So my douche of an ex-husband only has our child one weekend out of 2. This weekend was his weekend, sure enough on Friday night he texts me and asks me if I had plans, I answer yes. He proceeds to tell he has his work xmas party and has sitter issues. I tell him "do like I did last year, skip it" He got mad and told me never to ask him a favor again (like I ever do, Hello !)
Then yesterday he texts me to let me know he's dropping her off after dinner because he has to work early the next day and can't drop her off at school. My child comes in looking exausted and somewhat emotional so I sit her down and talk to her, only to find out that she spent THE ENTIRE weekend at his mother's. His party was friday night ... he had not seen her in 2 weeks, Nice Going Genius ! He dropped her off Friday night and picked her back up yesterday just before b-lining for my house basically he spent NO time with her. It breaks my heart ... she doesn't get to see or spend time with her father and he would rather pick a christmas party over his own daughter, what a selfish bastard. At this point I am wondering if the "working early" thing is even true or if that's another excuse not to keep her overnight on Sundays ... the whole thing is making me nautious!
you should start keeping a log of these things and then in 6 months or so take him back to court and have the visitation changed. im sorry he did this to her. my dds sperm donor hasnt seen her in like 2 years so i know how you feel.

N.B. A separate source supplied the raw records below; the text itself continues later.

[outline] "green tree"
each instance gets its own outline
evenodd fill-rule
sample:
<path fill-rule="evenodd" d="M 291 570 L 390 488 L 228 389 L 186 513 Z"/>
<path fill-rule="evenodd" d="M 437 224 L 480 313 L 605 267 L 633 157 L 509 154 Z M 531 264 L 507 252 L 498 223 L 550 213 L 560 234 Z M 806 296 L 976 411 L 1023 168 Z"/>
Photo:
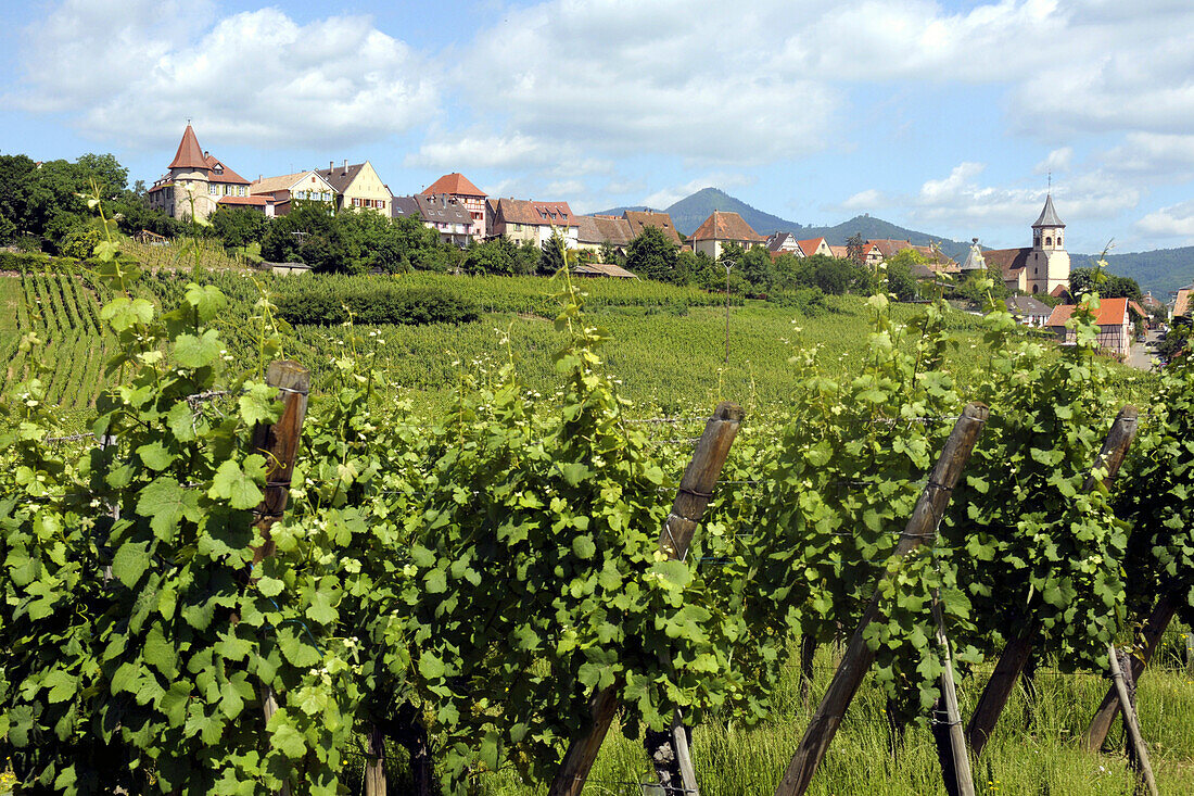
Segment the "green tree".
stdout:
<path fill-rule="evenodd" d="M 564 235 L 555 227 L 552 227 L 552 237 L 543 241 L 543 253 L 538 259 L 538 270 L 543 274 L 555 274 L 567 264 L 565 257 L 567 244 Z"/>
<path fill-rule="evenodd" d="M 644 227 L 626 250 L 626 268 L 639 276 L 660 282 L 676 280 L 679 250 L 658 227 Z"/>
<path fill-rule="evenodd" d="M 847 258 L 854 261 L 856 264 L 862 265 L 862 233 L 855 232 L 853 235 L 845 239 L 845 256 Z"/>
<path fill-rule="evenodd" d="M 269 219 L 264 213 L 250 208 L 221 207 L 208 216 L 210 234 L 223 241 L 223 245 L 233 249 L 247 246 L 252 243 L 260 243 L 265 237 Z"/>

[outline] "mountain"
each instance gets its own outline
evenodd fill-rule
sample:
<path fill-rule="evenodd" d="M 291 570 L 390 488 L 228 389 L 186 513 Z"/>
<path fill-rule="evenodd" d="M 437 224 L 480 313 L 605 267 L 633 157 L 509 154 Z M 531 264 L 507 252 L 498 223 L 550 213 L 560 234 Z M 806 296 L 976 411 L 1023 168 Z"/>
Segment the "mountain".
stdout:
<path fill-rule="evenodd" d="M 645 209 L 647 208 L 617 207 L 603 210 L 603 213 L 621 215 L 624 210 Z M 764 213 L 716 188 L 703 188 L 691 196 L 685 196 L 666 208 L 665 213 L 671 215 L 672 224 L 676 225 L 679 232 L 690 235 L 714 210 L 739 214 L 761 235 L 771 234 L 777 231 L 792 232 L 801 240 L 825 238 L 825 240 L 835 246 L 844 246 L 847 238 L 856 233 L 861 234 L 866 240 L 891 238 L 893 240 L 910 240 L 918 246 L 940 243 L 941 251 L 959 262 L 970 251 L 968 243 L 948 240 L 927 232 L 907 229 L 872 215 L 856 215 L 849 221 L 829 227 L 810 227 L 796 221 L 787 221 L 770 213 Z M 1091 255 L 1070 255 L 1072 268 L 1089 267 L 1095 259 L 1097 257 Z M 1134 278 L 1140 284 L 1141 290 L 1152 290 L 1152 294 L 1157 299 L 1165 301 L 1169 293 L 1194 282 L 1194 246 L 1108 255 L 1107 270 L 1112 274 Z"/>
<path fill-rule="evenodd" d="M 1087 255 L 1070 256 L 1071 268 L 1085 268 L 1096 259 Z M 1141 290 L 1152 290 L 1158 301 L 1168 301 L 1170 293 L 1194 282 L 1194 246 L 1107 255 L 1107 270 L 1131 276 Z"/>
<path fill-rule="evenodd" d="M 645 208 L 618 207 L 603 210 L 605 215 L 621 215 L 624 210 L 639 210 Z M 756 209 L 741 200 L 734 198 L 716 188 L 702 188 L 691 196 L 685 196 L 665 213 L 672 218 L 672 224 L 685 235 L 693 234 L 714 210 L 737 213 L 750 225 L 751 229 L 761 235 L 769 235 L 773 232 L 792 232 L 801 240 L 808 238 L 825 238 L 833 246 L 844 246 L 847 238 L 858 233 L 863 239 L 891 238 L 893 240 L 911 240 L 918 246 L 927 246 L 930 243 L 941 243 L 941 250 L 949 257 L 965 257 L 970 250 L 970 244 L 956 240 L 944 240 L 927 232 L 905 229 L 890 221 L 876 219 L 870 215 L 858 215 L 849 221 L 844 221 L 832 227 L 807 227 L 796 221 L 788 221 L 777 215 Z"/>

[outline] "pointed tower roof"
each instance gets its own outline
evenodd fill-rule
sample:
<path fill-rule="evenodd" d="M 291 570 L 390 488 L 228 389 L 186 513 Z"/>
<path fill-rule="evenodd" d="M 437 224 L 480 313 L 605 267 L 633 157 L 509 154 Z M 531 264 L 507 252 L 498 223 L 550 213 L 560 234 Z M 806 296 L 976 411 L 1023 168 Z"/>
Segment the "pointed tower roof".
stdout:
<path fill-rule="evenodd" d="M 986 259 L 983 257 L 983 250 L 978 247 L 978 238 L 971 238 L 971 240 L 973 240 L 973 243 L 971 244 L 970 253 L 966 255 L 966 262 L 962 263 L 962 270 L 986 270 Z"/>
<path fill-rule="evenodd" d="M 1064 227 L 1061 219 L 1057 218 L 1057 210 L 1053 209 L 1053 195 L 1045 195 L 1045 209 L 1041 210 L 1041 215 L 1036 219 L 1036 224 L 1033 225 L 1033 229 L 1039 227 Z"/>
<path fill-rule="evenodd" d="M 174 159 L 170 161 L 168 169 L 207 169 L 208 160 L 203 157 L 203 147 L 199 146 L 199 140 L 195 137 L 195 130 L 191 125 L 186 125 L 186 130 L 183 131 L 183 140 L 178 143 L 178 152 L 174 153 Z"/>

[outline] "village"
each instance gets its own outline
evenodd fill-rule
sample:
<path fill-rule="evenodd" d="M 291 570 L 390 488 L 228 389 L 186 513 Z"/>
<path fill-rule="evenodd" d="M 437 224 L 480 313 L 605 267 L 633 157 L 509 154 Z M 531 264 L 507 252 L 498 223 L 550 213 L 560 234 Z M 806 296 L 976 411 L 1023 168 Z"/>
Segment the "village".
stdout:
<path fill-rule="evenodd" d="M 863 240 L 851 247 L 830 244 L 825 238 L 800 240 L 783 231 L 763 235 L 734 212 L 714 210 L 693 234 L 684 237 L 667 213 L 645 209 L 624 210 L 621 216 L 580 215 L 564 200 L 487 196 L 458 172 L 444 174 L 418 192 L 398 195 L 369 160 L 358 164 L 328 161 L 326 169 L 270 177 L 258 174 L 250 180 L 204 149 L 187 123 L 166 173 L 154 182 L 147 197 L 150 207 L 178 220 L 192 214 L 207 219 L 219 208 L 251 209 L 272 219 L 290 213 L 296 202 L 321 202 L 336 212 L 351 209 L 390 219 L 417 219 L 433 229 L 443 243 L 462 249 L 474 241 L 500 237 L 538 247 L 559 235 L 566 249 L 589 255 L 576 265 L 578 274 L 615 278 L 635 278 L 635 275 L 616 263 L 598 262 L 599 255 L 609 251 L 624 255 L 647 227 L 661 232 L 681 251 L 701 252 L 714 261 L 733 244 L 744 250 L 765 247 L 773 259 L 824 256 L 878 268 L 910 249 L 919 255 L 912 267 L 917 280 L 931 282 L 942 275 L 992 271 L 1013 293 L 1007 304 L 1021 323 L 1053 332 L 1063 344 L 1073 343 L 1073 330 L 1066 327 L 1076 307 L 1070 292 L 1070 255 L 1065 249 L 1065 222 L 1058 215 L 1052 194 L 1046 196 L 1040 215 L 1030 226 L 1030 246 L 984 250 L 975 238 L 959 264 L 937 246 L 913 245 L 909 240 Z M 276 270 L 294 273 L 303 267 L 278 264 Z M 1170 318 L 1187 314 L 1190 294 L 1192 288 L 1177 294 Z M 1046 304 L 1039 300 L 1041 296 L 1050 296 L 1052 301 Z M 1125 298 L 1104 299 L 1096 318 L 1101 330 L 1098 345 L 1119 359 L 1128 359 L 1138 335 L 1144 333 L 1145 322 L 1161 307 L 1162 302 L 1151 293 L 1140 302 Z M 1152 360 L 1145 356 L 1140 363 L 1150 367 Z"/>

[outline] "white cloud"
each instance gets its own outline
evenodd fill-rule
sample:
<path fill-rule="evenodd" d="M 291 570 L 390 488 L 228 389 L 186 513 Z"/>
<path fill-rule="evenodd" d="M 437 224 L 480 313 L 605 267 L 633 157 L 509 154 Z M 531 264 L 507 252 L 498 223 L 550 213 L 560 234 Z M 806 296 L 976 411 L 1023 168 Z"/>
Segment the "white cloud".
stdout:
<path fill-rule="evenodd" d="M 1135 227 L 1159 238 L 1194 239 L 1194 201 L 1163 207 L 1137 221 Z"/>
<path fill-rule="evenodd" d="M 512 10 L 478 35 L 455 75 L 474 111 L 586 152 L 690 164 L 796 158 L 826 146 L 839 99 L 770 68 L 767 5 L 559 0 Z"/>
<path fill-rule="evenodd" d="M 1073 147 L 1061 147 L 1059 149 L 1053 149 L 1048 155 L 1036 164 L 1033 169 L 1033 173 L 1046 174 L 1051 172 L 1064 172 L 1070 171 L 1070 166 L 1073 164 Z"/>
<path fill-rule="evenodd" d="M 418 57 L 368 18 L 301 25 L 263 8 L 196 25 L 205 17 L 187 8 L 68 0 L 30 31 L 21 104 L 79 109 L 76 124 L 91 135 L 153 143 L 176 139 L 192 117 L 217 142 L 345 146 L 406 130 L 436 110 Z"/>

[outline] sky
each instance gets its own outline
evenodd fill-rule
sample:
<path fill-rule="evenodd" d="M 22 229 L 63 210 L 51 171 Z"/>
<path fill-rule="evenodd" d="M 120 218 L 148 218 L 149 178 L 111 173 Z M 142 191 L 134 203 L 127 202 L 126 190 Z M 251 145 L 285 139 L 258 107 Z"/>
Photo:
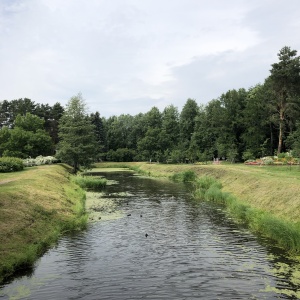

by Anonymous - Original Poster
December 13, 2011 at 9:14 AM
I have already been keeping a log over the past year and a half ... he's done so many things like this before and my lawyer is also aware of what's going on. For custody, the problem is she wants to see her dad, taking it away from him/her wouldn't do any good I'm afraid ... somehow I predict that within a few years she won't want to go there anymore anyways ... time will tell.
last night I sat my daughter down and let her talk it out, she didn't have a good weekend at her "grand-ma" she said she was left to herself a lot, had to keep quiet because "grand-pa" was sleeping all the time and her grand-ma would take off walking the dogs ; not taking her with her (WTF) and leave her alone in the house, sometimes not even letting her know she was gone ... my daughter is well aware that her dad dumped her there to go to parties this weekend and she's in a lot of pain. I told her that WE were very happy that she was home, that we loved her so very much and that whatever she needs to talk about I'm always there for her and not to keep anything from mommy.
I just can't get over it though no matter what, it just makes me sick. Only a mother's heart bleeds for her child I guess.